Des gens dans l’est du Congo sont massacrés pour faciliter la mise à niveau de smartphones à l’utilité marginale décroissante. Des forêts sont rasées pour fabriquer des planches à fromage personnalisées en forme de cœur. C’est une consommation pathologique : une épidémie mondiale de folie consumériste, rendue si normale par la publicité et les médias que nous ne nous rendons même pas compte de ce qui nous est arrivés.

En 2007, le journaliste Adam Welz a comptabilisé 13 rhinocéros tués par des braconniers en Afrique du Sud. Cette année, 585 ont déjà été abattus. Personne ne sait vraiment pourquoi, mais une hypothèse est que des super riches au Vietnam saupoudrent de la corne de rhinocéros sur leur nourriture ou la sniffent pour étaler leur richesse. C’est grotesque mais c’est à peine différent de ce que tout le monde fait dans les pays industrialisés : saccager le monde vivant pour une consommation inutile.

Cet essor ne s’est pas produit par accident. Nos vie ont été réglées et formatées pour l’encourager. Les gouvernements suppriment les taxes, dérégulent les affaires et manipulent les taux d’intérêt pour stimuler les dépenses. Mais les responsables de ces politiques se posent rarement la question de la finalité de ces dépenses. Lorsque tous les besoins et désirs concevables ont été satisfaits, la croissance dépend de la vente du totalement inutile. La solennité de l’Etat, sa puissance et sa majesté sont attelés à la tâche de nous livrer Terry la tortue qui dit des gros mots.

Des hommes et femmes matures consacrent leur vie à la fabrication et à la commercialisation de ces ordures et dénigrent l’idée de vivre sans. « J’ai toujours tricoté mes cadeaux » dit une femme dans une publicité pour une prise électronique, le narrateur lui répond « vous ne devriez pas ». Une publicité pour la dernière tablette de Google montre un père et son fils campant dans les bois. Leur joie provient des fonctions spéciales du Nexus 7. Les meilleures choses dans la vie sont gratuites mais certains ont trouvé le moyen de nous les vendre.

La croissance des inégalités qui a accompagné ce boom de la consommation fait en sorte que la marée montante économique ne soulève plus tous les bateaux.  Aux USA, 93% de la croissance des revenus concerne le 1% de la population la plus riche. La vieille excuse consistant à dire qu’il faut foutre la planète en l’air pour aider les pauvres ne tient tout simplement pas. Pour quelques décennies d’enrichissement supplémentaire pour ceux qui possèdent déjà plus d’argent qu’ils ne peuvent en dépenser, les perspectives de tous les autres habitants de cette planète sont revues à la baisse.

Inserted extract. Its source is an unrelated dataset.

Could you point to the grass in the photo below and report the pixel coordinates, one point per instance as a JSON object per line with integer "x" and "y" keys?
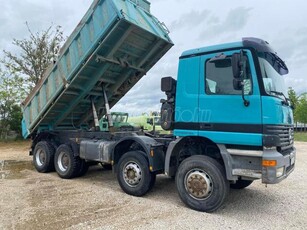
{"x": 300, "y": 136}
{"x": 14, "y": 143}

Les gouvernements, les médias et les annonceurs ont si bien associé consommation avec prospérité et joie que tenir ce genre de discours anticonsumériste vous expose à l’opprobre et au ridicule. On associe souvent l’idée de consommer moins à de l’autoritarisme. Lorsque le monde devient fou, ceux qui résistent sont dénoncés comme des timbrés.

Cuisinez-leur un gâteau, écrivez-leur un poème, donnez-leur un baiser, racontez-leur un witz, mais pour l’amour du ciel cessez de foutre la planète en l’air pour dire à quelqu’un qu’il compte pour vous car en fait c’est tout le contraire.